Muita gente ainda restringe o chamado cinema político às narrativas sobre corrupção e malfeitos nas altas esferas do poder ou aos filmes de denúncia. Gêneros como o terror e a ficção científica, por sua vez, raramente desperdiçam o álibi do fantástico para comentar, criticar ou ironizar as mazelas bem reais. “Zombi Child” aproxima essas duas facetas sem apagar sua heterogeneidade.
O longa francês dirigido por Bertrand Bonello teve sua estreia nos cinemas suspensa pelo fechamento das salas e chega agora às plataformas digitais. Pena, pois a sala de casa não é um espaço muito adequado para se perceber as nuances plásticas com as quais Bonello amarra a trama composta de duplos e de dubiedades.
Dois lugares e dois tempos sugerem algum espelhamento de dois blocos narrativos. Um viaja ao Haiti nos anos 1960, o outro passeia pelos corredores de um colégio feminino na França de hoje.
A descontinuidade temporal e espacial faz ecoar outro tipo de conexão, mais simbólica e imaginária, como é costume nas histórias sobre maldição e filiação mágica.
No passado haitiano estamos sob o controle dos Tonton Macoute, braço miliciano do ditador Papa Doc.
Um feitiço vodu transforma um homem negro em zumbi, força seu retorno à escravidão numa plantação de cana. Depois de comer carne, ele recupera parcialmente a vontade e vagueia na natureza meio morto, meio vivo.

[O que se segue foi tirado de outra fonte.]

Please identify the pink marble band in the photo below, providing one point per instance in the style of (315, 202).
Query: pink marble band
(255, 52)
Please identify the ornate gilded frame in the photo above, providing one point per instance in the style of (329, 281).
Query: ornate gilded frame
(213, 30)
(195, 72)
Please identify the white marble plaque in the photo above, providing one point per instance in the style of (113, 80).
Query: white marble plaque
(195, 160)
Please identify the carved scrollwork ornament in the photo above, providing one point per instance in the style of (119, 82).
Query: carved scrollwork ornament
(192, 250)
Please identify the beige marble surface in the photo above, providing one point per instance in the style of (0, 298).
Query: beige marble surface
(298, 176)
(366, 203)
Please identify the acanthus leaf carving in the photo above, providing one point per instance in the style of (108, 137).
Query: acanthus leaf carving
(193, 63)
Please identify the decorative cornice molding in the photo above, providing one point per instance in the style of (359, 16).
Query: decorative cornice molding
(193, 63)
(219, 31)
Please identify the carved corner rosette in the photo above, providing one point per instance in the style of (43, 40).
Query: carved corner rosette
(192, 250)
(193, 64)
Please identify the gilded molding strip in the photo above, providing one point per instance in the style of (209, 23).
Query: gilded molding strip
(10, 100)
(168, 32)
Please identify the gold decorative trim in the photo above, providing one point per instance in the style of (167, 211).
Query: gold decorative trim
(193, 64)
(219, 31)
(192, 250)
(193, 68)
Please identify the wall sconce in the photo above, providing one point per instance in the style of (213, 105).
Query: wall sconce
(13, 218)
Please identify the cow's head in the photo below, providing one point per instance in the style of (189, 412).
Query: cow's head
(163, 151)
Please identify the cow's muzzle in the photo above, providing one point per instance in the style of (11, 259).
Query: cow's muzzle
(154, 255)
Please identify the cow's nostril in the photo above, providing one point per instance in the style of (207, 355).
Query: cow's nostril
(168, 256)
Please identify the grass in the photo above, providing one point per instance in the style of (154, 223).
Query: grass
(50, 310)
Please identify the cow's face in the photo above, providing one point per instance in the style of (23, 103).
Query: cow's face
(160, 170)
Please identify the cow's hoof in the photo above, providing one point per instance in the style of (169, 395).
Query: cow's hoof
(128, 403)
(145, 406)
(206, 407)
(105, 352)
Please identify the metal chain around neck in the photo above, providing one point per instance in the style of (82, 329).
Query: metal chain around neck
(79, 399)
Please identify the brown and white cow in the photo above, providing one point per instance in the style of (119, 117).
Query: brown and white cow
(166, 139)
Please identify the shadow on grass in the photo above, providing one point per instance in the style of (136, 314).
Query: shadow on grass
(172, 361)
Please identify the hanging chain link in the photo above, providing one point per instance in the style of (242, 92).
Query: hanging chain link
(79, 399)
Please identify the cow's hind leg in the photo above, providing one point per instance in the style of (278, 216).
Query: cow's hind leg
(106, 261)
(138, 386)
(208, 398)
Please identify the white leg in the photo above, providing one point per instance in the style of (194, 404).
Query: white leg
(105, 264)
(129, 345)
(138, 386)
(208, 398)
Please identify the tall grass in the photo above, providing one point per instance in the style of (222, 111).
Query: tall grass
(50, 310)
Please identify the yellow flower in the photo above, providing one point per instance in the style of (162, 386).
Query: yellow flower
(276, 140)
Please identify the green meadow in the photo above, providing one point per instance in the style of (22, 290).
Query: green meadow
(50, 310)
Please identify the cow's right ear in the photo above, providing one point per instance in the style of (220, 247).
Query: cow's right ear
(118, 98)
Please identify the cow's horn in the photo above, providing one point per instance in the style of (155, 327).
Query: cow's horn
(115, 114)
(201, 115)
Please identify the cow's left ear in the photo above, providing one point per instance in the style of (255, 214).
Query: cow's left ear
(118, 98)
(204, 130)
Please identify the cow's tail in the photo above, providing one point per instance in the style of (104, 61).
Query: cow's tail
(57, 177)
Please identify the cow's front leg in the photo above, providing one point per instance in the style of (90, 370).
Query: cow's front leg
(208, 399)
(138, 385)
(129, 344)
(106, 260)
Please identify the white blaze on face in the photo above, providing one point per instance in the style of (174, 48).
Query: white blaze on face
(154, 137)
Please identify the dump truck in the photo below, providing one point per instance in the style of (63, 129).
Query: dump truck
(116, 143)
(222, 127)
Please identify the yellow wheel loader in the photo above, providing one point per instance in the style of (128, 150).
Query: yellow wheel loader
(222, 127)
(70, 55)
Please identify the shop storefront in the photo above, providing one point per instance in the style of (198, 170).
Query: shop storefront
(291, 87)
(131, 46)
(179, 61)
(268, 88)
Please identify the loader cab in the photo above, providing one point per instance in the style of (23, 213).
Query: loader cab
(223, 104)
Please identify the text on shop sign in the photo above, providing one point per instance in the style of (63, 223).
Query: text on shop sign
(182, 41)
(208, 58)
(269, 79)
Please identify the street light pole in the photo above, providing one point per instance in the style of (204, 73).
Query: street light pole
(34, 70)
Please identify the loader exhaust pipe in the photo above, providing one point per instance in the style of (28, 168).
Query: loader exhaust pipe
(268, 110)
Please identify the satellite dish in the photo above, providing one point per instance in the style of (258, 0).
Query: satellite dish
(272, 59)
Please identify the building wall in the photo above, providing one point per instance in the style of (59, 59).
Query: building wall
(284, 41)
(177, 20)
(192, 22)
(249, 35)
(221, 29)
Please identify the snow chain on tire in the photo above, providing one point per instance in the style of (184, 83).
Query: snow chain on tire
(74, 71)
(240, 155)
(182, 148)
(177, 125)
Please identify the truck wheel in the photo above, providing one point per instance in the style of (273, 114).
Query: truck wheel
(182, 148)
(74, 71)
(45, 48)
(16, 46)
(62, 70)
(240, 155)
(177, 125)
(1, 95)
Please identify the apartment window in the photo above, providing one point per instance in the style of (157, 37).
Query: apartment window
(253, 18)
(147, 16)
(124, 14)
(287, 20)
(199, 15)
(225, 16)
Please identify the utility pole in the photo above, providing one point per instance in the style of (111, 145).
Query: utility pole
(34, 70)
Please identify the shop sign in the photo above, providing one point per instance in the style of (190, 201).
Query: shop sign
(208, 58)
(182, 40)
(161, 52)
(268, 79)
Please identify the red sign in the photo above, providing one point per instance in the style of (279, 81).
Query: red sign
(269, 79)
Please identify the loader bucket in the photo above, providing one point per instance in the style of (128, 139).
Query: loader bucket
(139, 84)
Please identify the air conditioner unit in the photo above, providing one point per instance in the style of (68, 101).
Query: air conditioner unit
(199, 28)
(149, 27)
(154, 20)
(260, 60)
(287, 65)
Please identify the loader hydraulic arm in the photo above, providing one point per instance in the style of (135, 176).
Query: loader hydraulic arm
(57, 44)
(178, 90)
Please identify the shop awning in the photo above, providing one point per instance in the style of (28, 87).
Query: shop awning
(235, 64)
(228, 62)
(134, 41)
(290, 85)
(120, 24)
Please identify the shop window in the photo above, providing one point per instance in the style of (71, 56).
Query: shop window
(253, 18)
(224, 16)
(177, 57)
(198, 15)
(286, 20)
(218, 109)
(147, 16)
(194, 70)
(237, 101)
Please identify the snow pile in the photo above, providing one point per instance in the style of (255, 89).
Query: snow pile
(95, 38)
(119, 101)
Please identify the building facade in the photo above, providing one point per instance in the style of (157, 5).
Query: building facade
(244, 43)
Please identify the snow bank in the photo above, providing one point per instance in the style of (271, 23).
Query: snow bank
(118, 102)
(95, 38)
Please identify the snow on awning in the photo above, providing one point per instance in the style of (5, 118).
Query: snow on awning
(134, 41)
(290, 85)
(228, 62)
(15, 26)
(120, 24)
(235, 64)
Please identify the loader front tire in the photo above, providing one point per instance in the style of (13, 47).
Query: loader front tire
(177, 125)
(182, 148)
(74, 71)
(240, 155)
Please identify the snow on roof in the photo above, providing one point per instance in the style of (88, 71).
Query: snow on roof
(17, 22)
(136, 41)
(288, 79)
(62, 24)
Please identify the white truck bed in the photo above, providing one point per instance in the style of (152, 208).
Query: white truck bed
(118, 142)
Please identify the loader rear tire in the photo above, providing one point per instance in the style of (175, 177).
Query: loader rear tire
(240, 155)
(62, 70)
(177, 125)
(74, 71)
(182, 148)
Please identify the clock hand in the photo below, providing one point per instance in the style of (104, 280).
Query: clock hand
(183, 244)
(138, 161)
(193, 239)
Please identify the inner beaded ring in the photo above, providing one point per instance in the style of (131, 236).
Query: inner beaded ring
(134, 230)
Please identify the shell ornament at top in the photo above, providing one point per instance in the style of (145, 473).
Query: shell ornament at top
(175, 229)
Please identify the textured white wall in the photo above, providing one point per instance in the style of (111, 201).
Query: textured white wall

No presente francês, uma garota haitiana entra para um internato católico, branco e elitista. Uma colega fascinada pela diferença da jovem estrangeira a introduz em uma irmandade e, sempre atraída pela alteridade, busca na feitiçaria vodu a promessa de resgatar uma paixão.
Se o roteiro mais parece uma mistura de fiapos, a escrita de Bonello reafirma suas virtudes no modo como prolonga os fios por meio das imagens, organiza os contrastes entre os quentes escuros tropicais e a fria luminosidade europeia.
A estética abstrata e distanciada do cineasta pode não agradar os fãs do terror tradicional ou quem busca no gênero um pacote pronto de medos. O propósito de “Zombi Child” não é assustar, mas atualizar a dimensão política dos zumbis, monstros que surgiram no cinema nos idos do fim dos impérios coloniais.
Não se trata de contrapor explorados e exploradores nem de simplificar os mil tons do racismo a fim de gerar indignação, recurso do cinema retórico. Aqui, o colonialismo e a escravidão não estão neutralizados nos livros de história, o passado é um morto-vivo que contamina o presente e que devora seu disfarce multicultural.